From aa0c4b0df7cdc750450906aff4e8c81627d80605 Mon Sep 17 00:00:00 2001
From: Paul Schoenfelder
Date: Tue, 31 Jan 2017 17:40:34 -0600
Subject: Update erl_tar to support PAX format, etc.
This commit introduces the following key changes:
- Support for reading tar archives in formats currently in common use,
such as v7, STAR, USTAR, PAX, and GNU tar's extensions to the
STAR/USTAR format.
- Support for writing PAX archives, only when necessary, using USTAR
when possible for greater portability.
These changes result in lifting of some prior restrictions:
- Support for reading archives produced by modern tar implementations
when other restrictions described below are present.
- Support for filenames which exceed 100 bytes in length, or paths which
exceed 255 bytes (see USTAR format specification for more details on
this restriction).
- Support for filenames of arbitrary length
- Support for unicode metadata (the previous behaviour of erl_tar was
actually violating the spec, by writing unicode-encoded data to fields
which are defined to be 7-bit ASCII, even though this technically
worked when using erl_tar at source and destination, it may not have
worked with other tar utilities, and this implementation now conforms
to the spec).
- Support for uid/gid values which cannot be converted to octal
integers.
---
lib/stdlib/doc/src/erl_tar.xml | 72 ++++++++++++++++++++++--------------------
1 file changed, 38 insertions(+), 34 deletions(-)
(limited to 'lib/stdlib/doc')
diff --git a/lib/stdlib/doc/src/erl_tar.xml b/lib/stdlib/doc/src/erl_tar.xml
index 24e7b64b9e..f28d8b425b 100644
--- a/lib/stdlib/doc/src/erl_tar.xml
+++ b/lib/stdlib/doc/src/erl_tar.xml
@@ -37,12 +37,13 @@
This module archives and extract files to and from
- a tar file. This module supports the ustar format
- (IEEE Std 1003.1 and ISO/IEC 9945-1). All modern tar
- programs (including GNU tar) can read this format. To ensure that
- that GNU tar produces a tar file that erl_tar can read,
- specify option --format=ustar to GNU tar.
-
+ a tar file. This module supports reading most common tar formats,
+ namely v7, STAR, USTAR, and PAX, as well as some of GNU tar's extensions
+ to the USTAR format (sparse files most notably). It produces tar archives
+ in USTAR format, unless the files being archived require PAX format due to
+ restrictions in USTAR (such as unicode metadata, filename length, and more).
+ As such, erl_tar supports tar archives produced by most all modern
+ tar utilities, and produces tarballs which should be similarly portable.
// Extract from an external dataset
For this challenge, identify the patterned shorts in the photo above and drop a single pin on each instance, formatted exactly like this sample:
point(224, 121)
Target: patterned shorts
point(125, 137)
By convention, the name of a tar file is to end in ".tar".
To abide to the convention, add ".tar" to the name.
@@ -83,6 +84,8 @@
If
file:native_name_encoding/0
returns latin1, no translation of path names is done.
+
+ Unicode metadata stored in PAX headers is preserved
@@ -104,21 +107,20 @@
Limitations
-
-
For maximum compatibility, it is safe to archive files with names
- up to 100 characters in length. Such tar files can generally be
- extracted by any tar program.
-
- -
-
For filenames exceeding 100 characters in length, the resulting tar
- file can only be correctly extracted by a POSIX-compatible tar
- program (such as Solaris tar or a modern GNU tar).
-
- -
-
Files with longer names than 256 bytes cannot be stored.
+ If you must remain compatible with the USTAR tar format, you must ensure file paths being
+ stored are less than 255 bytes in total, with a maximum filename component
+ length of 100 bytes. USTAR uses a header field (prefix) in addition to the name field, and
+ splits file paths longer than 100 bytes into two parts. This split is done on a directory boundary,
+ and is done in such a way to make the best use of the space available in those two fields, but in practice
+ this will often mean that you have less than 255 bytes for a path. erl_tar will
+ automatically upgrade the format to PAX to handle longer filenames, so this is only an issue if you
+ need to extract the archive with an older implementation of erl_tar or tar which does
+ not support PAX. In this case, the PAX headers will be extracted as regular files, and you will need to
+ apply them manually.
-
-
The file name a symbolic link points is always limited
- to 100 characters.
+ Like the above, if you must remain USTAR compatible, you must also ensure than paths for
+ symbolic/hard links are no more than 100 bytes, otherwise PAX headers will be used.
@@ -129,7 +131,9 @@
Add a file to an open tar file.
TarDescriptor = term()
- Filename = filename()
+ FilenameOrBin = filename()|binary()
+ NameInArchive = filename()
+ Filename = filename()|{NameInArchive,FilenameOrBin}
Options = [Option]
Option = dereference|verbose|{chunks,ChunkSize}
ChunkSize = positive_integer()
@@ -139,6 +143,9 @@
Adds a file to a tar file that has been opened for writing by
open/1.
+ NameInArchive is the name under which the file becomes
+ stored in the tar file. The file gets this name when it is
+ extracted from the tar file.
Options:
dereference
@@ -183,9 +190,6 @@
open/2. This function
accepts the same options as
add/3.
- NameInArchive is the name under which the file becomes
- stored in the tar file. The file gets this name when it is
- extracted from the tar file.
@@ -206,8 +210,8 @@
Create a tar archive.
Name = filename()
- FileList = [Filename|{NameInArchive, binary()},{NameInArchive,
- Filename}]
+ FileList = [Filename|{NameInArchive, FilenameOrBin}]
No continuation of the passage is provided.